Beberapa potong masih membawa saya dalam perjalanan yang menggetarkan. Kakap mata emas yang kaya, atau kinmedai, dihangatkan dengan obor dan ditaburi garam laut dan jus lemon; mackerel Spanyol yang kental dan mackerel kuda yang lebih keras dan sedikit metalik; ekor kuning liar yang diasapi dengan jerami yang rasanya seperti prosciutto tuna.

Namun, ada beberapa kejutan atau kelangkaan. Tempat-tempat dalam barisan yang bisa diberikan kepada aktor karakter yang menyenangkan dari panggung sushi. Diambil oleh bintang-bintang yang terlalu terang, seperti empat potongan tuna dan dua spesies salmon yang saya sajikan bulan lalu. Jika Anda ingin menambahkan sesuatu yang berbeda pada daftar, pilihan Anda adalah kaviar, daging sapi wagyu, dan truffle. Itu menjadi menu hit terbaik.

Saya tidak bisa mengatakan perubahan itu mengejutkan. Populasi Sushi Nakazawa adalah salah satu hal yang paling saya sukai sejak awal. Saya senang bahwa lebih banyak orang dapat masuk sekarang. Dan bahwa mereka akan membayar lebih atau kurang dari yang saya bayar saat pertama kali saya pergi. Godaan untuk memiringkan harga lebih tinggi dan lebih tinggi dari jangkauan haruslah yang kuat. Mengingat berapa banyak tempat di New York yang tampaknya tidak mampu menolaknya.

Di atas sana di stratosfer tempat para pesaing baru elit Sushi Nakazawa mengadakan persidangan. Ada harga yang harus dibayar, di kursi kosong, ruang makan yang sunyi senyap. Dan pelanggan yang tampaknya tidak berpikir ada yang aneh. Dengan memiliki seluruh tempat untuk diri mereka sendiri .

Le Crocodile Menunjukkan Bagaimana Tampilan dan Cita Rasa New York Brasserie

Di Chez Ma Tante di Brooklyn, restoran pertama Aidan O’Neal dan Jake Leiber berlari bersama, laporan pers awal menggambarkan Mr. O’Neal sebagai koki eksekutif dan Mr. Leiber sebagai yang kedua dalam komando. Tetapi dalam wawancara yang mereka berikan – selalu bersama-sama. Jelas bahwa mereka adalah pasangan yang setara dan bahwa mereka sepakat tentang segala sesuatu.
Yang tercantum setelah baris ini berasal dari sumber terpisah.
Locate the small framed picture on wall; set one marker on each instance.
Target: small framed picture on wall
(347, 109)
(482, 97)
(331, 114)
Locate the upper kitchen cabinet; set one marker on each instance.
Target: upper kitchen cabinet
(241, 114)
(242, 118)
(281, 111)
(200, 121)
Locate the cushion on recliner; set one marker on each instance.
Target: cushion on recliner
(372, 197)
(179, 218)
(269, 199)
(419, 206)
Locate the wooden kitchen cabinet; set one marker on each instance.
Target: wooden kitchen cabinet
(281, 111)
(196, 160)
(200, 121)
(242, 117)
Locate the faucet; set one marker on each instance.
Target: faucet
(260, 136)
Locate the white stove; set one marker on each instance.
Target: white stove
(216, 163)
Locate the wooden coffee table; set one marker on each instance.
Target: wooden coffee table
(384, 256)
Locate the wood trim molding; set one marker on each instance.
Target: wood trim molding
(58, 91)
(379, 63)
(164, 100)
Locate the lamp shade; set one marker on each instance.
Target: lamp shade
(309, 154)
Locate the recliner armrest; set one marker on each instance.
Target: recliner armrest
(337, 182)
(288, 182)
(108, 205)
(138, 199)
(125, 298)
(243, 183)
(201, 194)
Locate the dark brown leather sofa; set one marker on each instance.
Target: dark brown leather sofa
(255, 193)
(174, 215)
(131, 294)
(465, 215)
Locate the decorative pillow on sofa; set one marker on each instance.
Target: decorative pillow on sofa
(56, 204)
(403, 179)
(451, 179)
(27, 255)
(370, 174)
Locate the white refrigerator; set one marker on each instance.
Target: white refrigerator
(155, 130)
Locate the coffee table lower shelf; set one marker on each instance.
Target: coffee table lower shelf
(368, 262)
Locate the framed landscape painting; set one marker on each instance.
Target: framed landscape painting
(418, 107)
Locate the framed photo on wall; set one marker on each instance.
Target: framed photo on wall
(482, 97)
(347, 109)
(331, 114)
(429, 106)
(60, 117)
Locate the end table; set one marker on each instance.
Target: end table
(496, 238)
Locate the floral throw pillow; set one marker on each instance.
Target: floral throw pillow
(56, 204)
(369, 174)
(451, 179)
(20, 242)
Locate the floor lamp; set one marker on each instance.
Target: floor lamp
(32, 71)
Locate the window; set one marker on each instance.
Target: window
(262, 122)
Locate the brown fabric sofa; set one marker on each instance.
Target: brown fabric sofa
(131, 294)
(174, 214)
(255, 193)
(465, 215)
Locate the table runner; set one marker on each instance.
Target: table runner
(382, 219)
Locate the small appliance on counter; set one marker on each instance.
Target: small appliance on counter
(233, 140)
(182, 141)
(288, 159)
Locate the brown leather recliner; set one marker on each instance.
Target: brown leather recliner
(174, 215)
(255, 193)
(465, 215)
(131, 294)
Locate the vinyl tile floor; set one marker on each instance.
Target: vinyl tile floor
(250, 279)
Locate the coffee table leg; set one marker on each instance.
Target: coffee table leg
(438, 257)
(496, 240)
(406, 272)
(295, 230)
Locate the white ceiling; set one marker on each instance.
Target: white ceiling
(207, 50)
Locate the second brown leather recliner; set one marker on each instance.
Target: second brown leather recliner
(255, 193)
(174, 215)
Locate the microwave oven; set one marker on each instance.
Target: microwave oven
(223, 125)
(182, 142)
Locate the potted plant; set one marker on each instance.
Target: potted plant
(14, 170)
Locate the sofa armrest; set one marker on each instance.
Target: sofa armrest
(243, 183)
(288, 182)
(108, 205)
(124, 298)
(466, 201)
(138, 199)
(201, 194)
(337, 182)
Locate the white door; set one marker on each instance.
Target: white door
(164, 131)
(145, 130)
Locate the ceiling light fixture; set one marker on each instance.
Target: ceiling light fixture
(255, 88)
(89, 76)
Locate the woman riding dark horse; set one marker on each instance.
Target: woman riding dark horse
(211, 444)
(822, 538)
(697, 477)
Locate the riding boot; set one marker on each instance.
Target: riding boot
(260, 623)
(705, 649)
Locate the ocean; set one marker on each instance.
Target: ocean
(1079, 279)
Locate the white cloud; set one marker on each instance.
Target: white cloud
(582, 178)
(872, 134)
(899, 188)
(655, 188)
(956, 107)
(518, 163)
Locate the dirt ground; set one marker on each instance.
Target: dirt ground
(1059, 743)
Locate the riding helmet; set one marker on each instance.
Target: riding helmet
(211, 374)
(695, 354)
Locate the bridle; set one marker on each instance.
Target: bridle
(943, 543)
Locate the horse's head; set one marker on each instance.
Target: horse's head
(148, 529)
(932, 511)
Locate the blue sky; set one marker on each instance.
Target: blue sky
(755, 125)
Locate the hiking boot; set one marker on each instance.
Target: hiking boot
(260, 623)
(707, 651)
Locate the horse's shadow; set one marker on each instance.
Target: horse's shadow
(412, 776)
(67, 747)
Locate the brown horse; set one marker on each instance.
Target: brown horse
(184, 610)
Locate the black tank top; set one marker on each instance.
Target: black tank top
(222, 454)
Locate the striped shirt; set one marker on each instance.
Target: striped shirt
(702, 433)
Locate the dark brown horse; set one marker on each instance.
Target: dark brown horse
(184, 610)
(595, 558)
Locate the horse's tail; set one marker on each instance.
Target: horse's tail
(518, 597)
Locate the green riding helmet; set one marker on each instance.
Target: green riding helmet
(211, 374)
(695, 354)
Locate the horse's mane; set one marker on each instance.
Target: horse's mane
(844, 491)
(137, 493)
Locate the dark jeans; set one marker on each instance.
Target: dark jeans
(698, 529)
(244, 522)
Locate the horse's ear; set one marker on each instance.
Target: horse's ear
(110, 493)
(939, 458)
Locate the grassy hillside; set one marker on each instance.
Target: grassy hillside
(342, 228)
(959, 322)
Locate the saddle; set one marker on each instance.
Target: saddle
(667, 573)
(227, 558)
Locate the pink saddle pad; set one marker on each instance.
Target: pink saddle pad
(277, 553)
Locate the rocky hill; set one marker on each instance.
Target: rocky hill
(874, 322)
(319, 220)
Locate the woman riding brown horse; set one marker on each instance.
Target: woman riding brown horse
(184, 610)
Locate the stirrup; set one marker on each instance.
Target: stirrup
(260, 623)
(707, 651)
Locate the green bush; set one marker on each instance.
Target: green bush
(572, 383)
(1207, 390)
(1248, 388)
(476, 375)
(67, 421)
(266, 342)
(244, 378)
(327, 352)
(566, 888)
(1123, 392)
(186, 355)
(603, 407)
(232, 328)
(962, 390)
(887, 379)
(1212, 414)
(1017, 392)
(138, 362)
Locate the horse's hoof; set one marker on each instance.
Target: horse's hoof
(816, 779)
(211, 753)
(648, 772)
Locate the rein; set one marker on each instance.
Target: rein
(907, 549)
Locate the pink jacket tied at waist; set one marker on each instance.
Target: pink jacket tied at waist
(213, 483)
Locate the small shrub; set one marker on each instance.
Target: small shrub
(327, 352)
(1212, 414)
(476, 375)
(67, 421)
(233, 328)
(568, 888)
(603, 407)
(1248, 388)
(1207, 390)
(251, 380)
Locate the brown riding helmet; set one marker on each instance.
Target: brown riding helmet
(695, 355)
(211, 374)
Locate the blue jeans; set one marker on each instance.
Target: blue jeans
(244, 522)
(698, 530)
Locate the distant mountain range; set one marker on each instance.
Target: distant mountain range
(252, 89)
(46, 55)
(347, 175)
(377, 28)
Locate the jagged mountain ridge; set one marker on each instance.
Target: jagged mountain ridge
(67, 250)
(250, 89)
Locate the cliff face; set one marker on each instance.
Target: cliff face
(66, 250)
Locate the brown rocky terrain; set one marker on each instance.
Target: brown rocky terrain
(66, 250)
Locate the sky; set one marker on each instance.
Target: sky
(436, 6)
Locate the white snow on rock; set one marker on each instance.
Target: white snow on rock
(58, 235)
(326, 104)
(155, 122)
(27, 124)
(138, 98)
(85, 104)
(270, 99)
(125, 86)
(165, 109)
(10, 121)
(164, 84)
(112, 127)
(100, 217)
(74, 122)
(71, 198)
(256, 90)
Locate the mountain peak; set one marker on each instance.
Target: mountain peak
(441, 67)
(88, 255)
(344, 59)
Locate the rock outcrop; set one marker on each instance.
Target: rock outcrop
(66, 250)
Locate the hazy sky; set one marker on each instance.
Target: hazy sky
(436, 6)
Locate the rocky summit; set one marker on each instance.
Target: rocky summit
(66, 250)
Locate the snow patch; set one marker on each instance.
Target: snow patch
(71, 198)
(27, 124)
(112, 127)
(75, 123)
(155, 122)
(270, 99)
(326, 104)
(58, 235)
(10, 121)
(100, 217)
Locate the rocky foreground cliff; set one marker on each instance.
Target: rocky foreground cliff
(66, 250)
Mulai dari permukaan memasak pilihan mereka (Teflon) hingga seni ideal untuk digantung di ruang makan (tidak ada).

Mereka berbagi pekerjaan sebagai koki eksekutif di restoran kedua mereka, Le Crocodile, juga di Brooklyn. Ini mungkin beruntung bagi mereka, mengingat betapa populernya tempat itu sejak dibuka pada bulan Desember. Ini benar-benar beruntung bagi kita, karena hal lain yang tampaknya disetujui dan dirasakan oleh Mr. O’Neal dan Mr. Leiber adalah bagaimana makanan di brasserie New York modern seharusnya terlihat dan terasa.

Ulasan Restaurant Le Crocodile di New York

Menu yang panjang, satu halaman mengalir dari satu kategori makanan pembuka ke yang berikutnya. Dari kerang ke siput, sebelum tiba, sekitar tengah jalan, di Entrées. Itu adalah kepalsuan: kata ini digunakan dalam arti Perancis, dan menunjukkan lebih banyak makanan pembuka. Sepuluh hidangan utama mengikuti, di bawah Plats Principaux, dan kemudian datang selusin makanan penutup. Yang kurang lebih menggambarkan diri mereka sendiri: profiterol, pot cokelat de creme, tart lemon asam asam. Ada begitu banyak hidangan yang Anda tidak yakin pada awalnya apakah dua orang yang ciptaannya paling terkenal adalah pancake. Akan mampu mengimbangi. Mereka melakukan itu dan kemudian beberapa. Hampir semua yang saya miliki di Le Crocodile membuat saya ingin kembali lagi.

Ini bukan prestasi termudah dalam genre yang benar-benar dicakar habis dan klise sebagai makanan brasserie. Meskipun lebih tepatnya kita berhadapan di sini dengan gagasan aneh tentang makanan brasserie di New York City. Di brasserie New York Anda hampir tidak pernah melihat choucroute. Tetapi Anda mungkin melihat salad kepiting Jonah, yang di Le Crocodile. Diaduk dengan yuzukosho mayones dan duduk di atas bantal alpukat. Sangat lezat. Begitu juga hal-hal dingin lainnya dari bar mentah: kerang laut di kolam hijau pedas jus peterseli, rempah-rempah dan lemon; Tiram Wellfleet, cangkir mutiara dalam mereka memegang satu atau dua percikan air teluk.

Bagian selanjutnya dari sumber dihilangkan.